So, yesterday afternoon while I was working away at the desk, buried deep in deadline, the phone rang. Answering it, I found it was the Kent automated Flood Warning system, calling to tell me we had just entered Flood Watch Stage Two. A few minutes later my cell phone rang with the same message, and not long after that they sent me an e-mail to the same effect. So, good news that the system works, but what about Stage One?
Checking the information on the website, I confirmed that this was no cause to panic, though certainly time to pay attention. Essentially Stage One just means the river is high and they're keeping an eye on it. Stage Two means there might be some flooding up near the river's headwaters the other side of Auburn. Still, I went downstairs and made sure all the cat carriers were easy to get at and took a few similar precautions, just in case.
Then this morning came another round of calls at seven a.m., this time to tell me the river had reached Stage Three. Which means that areas that flood when there's a ton of rain, like a stretch alongside a pumpkin patch on the West Valley Hwy south of Kent, are either flooding or probably soon will. Still no reason to panic, but time to pay close attention.
Luckily, we're not at Stage Four, which is where things get bad -- that is, somewhere a levee cd give way and things cd really get wet. Having made a side-trip to check on the river a few miles downstream of us when running an errand this afternoon, I cd see it's v. high and it wdn't take much more rain like what we've been having to fill it the rest of the way to the top. It was interesting to watch the little rafts of brush, the occasional log, and twice what must have been a small tree all go sailing past, and at a good clip too.

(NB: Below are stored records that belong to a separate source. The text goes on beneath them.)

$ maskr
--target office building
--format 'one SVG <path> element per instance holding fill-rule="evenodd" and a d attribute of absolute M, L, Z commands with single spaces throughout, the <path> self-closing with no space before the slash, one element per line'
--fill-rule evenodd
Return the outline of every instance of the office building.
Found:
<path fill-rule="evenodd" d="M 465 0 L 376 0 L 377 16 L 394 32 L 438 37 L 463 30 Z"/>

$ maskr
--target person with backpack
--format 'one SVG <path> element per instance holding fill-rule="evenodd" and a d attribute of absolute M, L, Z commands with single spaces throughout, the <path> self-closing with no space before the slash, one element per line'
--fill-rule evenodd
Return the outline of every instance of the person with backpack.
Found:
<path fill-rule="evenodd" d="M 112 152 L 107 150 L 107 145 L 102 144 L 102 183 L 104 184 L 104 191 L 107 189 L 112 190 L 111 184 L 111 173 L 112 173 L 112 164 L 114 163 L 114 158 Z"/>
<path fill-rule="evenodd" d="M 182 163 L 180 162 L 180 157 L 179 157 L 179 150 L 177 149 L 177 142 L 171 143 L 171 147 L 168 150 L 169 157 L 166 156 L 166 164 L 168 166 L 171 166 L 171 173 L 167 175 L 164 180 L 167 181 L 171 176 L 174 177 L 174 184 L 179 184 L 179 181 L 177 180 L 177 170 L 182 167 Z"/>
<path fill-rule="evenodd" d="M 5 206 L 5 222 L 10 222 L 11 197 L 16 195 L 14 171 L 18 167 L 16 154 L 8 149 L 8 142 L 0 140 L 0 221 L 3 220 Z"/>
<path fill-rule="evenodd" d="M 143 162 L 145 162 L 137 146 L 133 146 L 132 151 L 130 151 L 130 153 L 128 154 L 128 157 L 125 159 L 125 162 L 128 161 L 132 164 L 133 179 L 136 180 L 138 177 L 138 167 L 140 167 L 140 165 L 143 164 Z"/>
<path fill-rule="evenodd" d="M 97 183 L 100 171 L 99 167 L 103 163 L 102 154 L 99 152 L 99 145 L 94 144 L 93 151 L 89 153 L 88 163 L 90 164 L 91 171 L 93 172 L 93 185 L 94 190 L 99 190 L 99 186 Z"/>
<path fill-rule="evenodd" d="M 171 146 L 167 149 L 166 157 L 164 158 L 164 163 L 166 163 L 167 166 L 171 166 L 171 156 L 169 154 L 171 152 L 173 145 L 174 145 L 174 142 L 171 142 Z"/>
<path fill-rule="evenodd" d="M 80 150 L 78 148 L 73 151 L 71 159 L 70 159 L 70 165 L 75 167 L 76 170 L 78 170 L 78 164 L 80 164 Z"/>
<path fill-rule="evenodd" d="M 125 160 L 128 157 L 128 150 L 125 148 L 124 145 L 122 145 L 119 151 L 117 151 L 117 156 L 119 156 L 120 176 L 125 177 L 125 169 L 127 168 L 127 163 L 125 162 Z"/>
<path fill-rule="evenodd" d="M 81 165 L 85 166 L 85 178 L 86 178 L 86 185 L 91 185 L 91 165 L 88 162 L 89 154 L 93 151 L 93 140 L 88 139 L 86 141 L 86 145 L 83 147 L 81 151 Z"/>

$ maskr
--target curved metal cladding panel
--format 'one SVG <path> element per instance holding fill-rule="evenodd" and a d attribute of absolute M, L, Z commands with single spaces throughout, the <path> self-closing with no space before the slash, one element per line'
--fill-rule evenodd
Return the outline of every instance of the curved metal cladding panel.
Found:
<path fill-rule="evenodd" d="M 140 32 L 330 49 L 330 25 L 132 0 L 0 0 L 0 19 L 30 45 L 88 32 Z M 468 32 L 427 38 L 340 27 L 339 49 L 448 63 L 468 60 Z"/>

So here we are, still safe and warm and dry, so long as we stay inside. And outside, after the brief sunshine of late morning, it's raining again. Tomorrow I'll check the river closer to home, perhaps by the Neely-Soames House, and see how we're doing.
--John R.
Bomb Cyclone
1 day ago
3 comments:
Stay safe, John, and enjoy your holidays---and may they remain dry, dry, dry! :D
Allan.
Your sentence about watching things float by reminded me of (1) similar descriptions in Lovecraft's "Whisperer in Darkness" & then Blackwood's "The Willows," and (2) my own observations of flooding in the Red River Valley in North Dakota. Which might not be all that encouraging of a comment! I hope all goes well.
Well, this morning there weren't any calls, and the rain hasn't gone on all day, quite (Janice saw a double rainbow on her way in to work, and I saw a single but enormous rare northern rainbow in late-morning. So things are okay for now.
Speaking of the Red River reminded me of my father's stories about how he and his family used to go out and patrol the levees when there was a threat of floods -- because if the levee held, somewhere else wd get flooded, and there was a v. real chance the folks that lived there might come and dynamite the levee on his side. But that was the Red River in Arkansas, not N.D.
Hadn't thought of the Whisperer ref; the Blackwood one is certainly apt. All the more so because I was convinced I saw a man in a dark slicker row a small boat across the rain-swollen river, when it's far more likely my eyes were playing me tricks and it was a small tree.
Thanks all for expressions of concern.